The road up and out of the jungle was a roller coaster, offering 50km or so of flat before a 2,000m climb and 1,000m descent, Repeated 4 times to climb all the way up to 5,000m in the Cordillera Blanca. The people here weren’t friendly. All through Peru I’ve been riding to calls of ‘gringo’ up to 20 times a day. It’s not used in the way that it’s used further North, and simply refers to someone foreign. Along this section of road, when someone called out ‘gringo’, it was done with a fierce look on their face which seemed to read, ‘What are you doing here? You’re not welcome.’ I usually tried to stop and talk to the most aggressive sounding people to try and diffuse whatever sort of problem they had with gringo’s, but it wasn’t the most pleasant feeling riding through the area. It was strange to me, because the area didn’t strike me as somewhere that saw a lot of tourism, so I couldn’t figure out how these people could have such a problem with foreigners. It’s the only place along the whole trip I’ve felt uncomfortable, and there was also a whole lot of great hospitality.
After a long day of riding I stopped in a small town which had a large police station. To that point I hadn’t tried my luck camping with the cops or firemen in Peru so I figured I’d give it ago. I spoke to a guy who told me I could camp out the front of their compound and leave my bike locked up in the station. I couldn’t convince him to let me camp safely in the compound and started setting up my tent. Quickly another policeman came out and told me I couldn’t camp there since it wasn’t safe during the night. I might have offended him when I pointed out that they mustn’t be the most qualified cops if they couldn’t vouch for the security in front of their own shop. I’m sure the only reason I got away with this was because they knew I wasn’t a native Spanish speaker, and probably assumed I didn’t intend to be so rude – after 110km in the saddle that day I absolutely intended to be rude, I just wanted to sleep. They forced me to put another 15km on the bike in the dark before I found a local village that let me camp near the school. I fell asleep to dogs barking at me from 3m away.

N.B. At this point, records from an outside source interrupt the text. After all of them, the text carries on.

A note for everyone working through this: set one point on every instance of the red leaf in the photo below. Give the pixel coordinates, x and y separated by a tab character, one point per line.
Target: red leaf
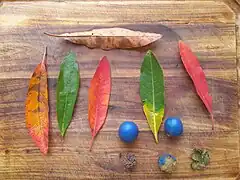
98	97
197	75
37	118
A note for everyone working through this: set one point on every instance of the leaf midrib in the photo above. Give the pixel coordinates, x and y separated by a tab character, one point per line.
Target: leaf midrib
153	96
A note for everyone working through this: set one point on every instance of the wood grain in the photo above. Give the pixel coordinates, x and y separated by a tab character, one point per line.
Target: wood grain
207	26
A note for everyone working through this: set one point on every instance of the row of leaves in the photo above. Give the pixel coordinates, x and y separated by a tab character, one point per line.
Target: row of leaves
151	93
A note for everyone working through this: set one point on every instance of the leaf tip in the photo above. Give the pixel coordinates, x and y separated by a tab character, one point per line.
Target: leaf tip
212	121
149	51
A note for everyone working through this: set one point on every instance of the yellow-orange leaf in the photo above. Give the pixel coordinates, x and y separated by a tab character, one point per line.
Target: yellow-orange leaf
37	118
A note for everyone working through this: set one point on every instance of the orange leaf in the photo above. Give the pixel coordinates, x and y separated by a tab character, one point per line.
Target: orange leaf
98	97
37	120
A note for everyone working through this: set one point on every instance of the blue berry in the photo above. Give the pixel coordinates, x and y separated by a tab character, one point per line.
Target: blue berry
173	126
128	131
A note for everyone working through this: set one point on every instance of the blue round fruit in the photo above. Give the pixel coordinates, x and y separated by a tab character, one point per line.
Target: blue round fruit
167	163
128	131
173	126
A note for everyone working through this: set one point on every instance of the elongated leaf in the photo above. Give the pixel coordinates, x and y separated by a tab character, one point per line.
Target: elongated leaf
37	117
98	97
67	91
197	75
152	92
110	38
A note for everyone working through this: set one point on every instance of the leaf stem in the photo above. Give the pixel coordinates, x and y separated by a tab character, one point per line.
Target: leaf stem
91	143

Soon after I broke out of what could be considered the jungle, the climb’s were brutal but the humidity lay off, the hospitality returned to what I’d previously experienced and a local family gifted me manzano’s and a pineapple when I stopped to take shelter from the rain. As the altitude increased the landscape changed from dense green jungle to the sparse high altitude landscape I’ve become used to, this time cut with the jagged peaks of the Cordillera Blanca in the distance.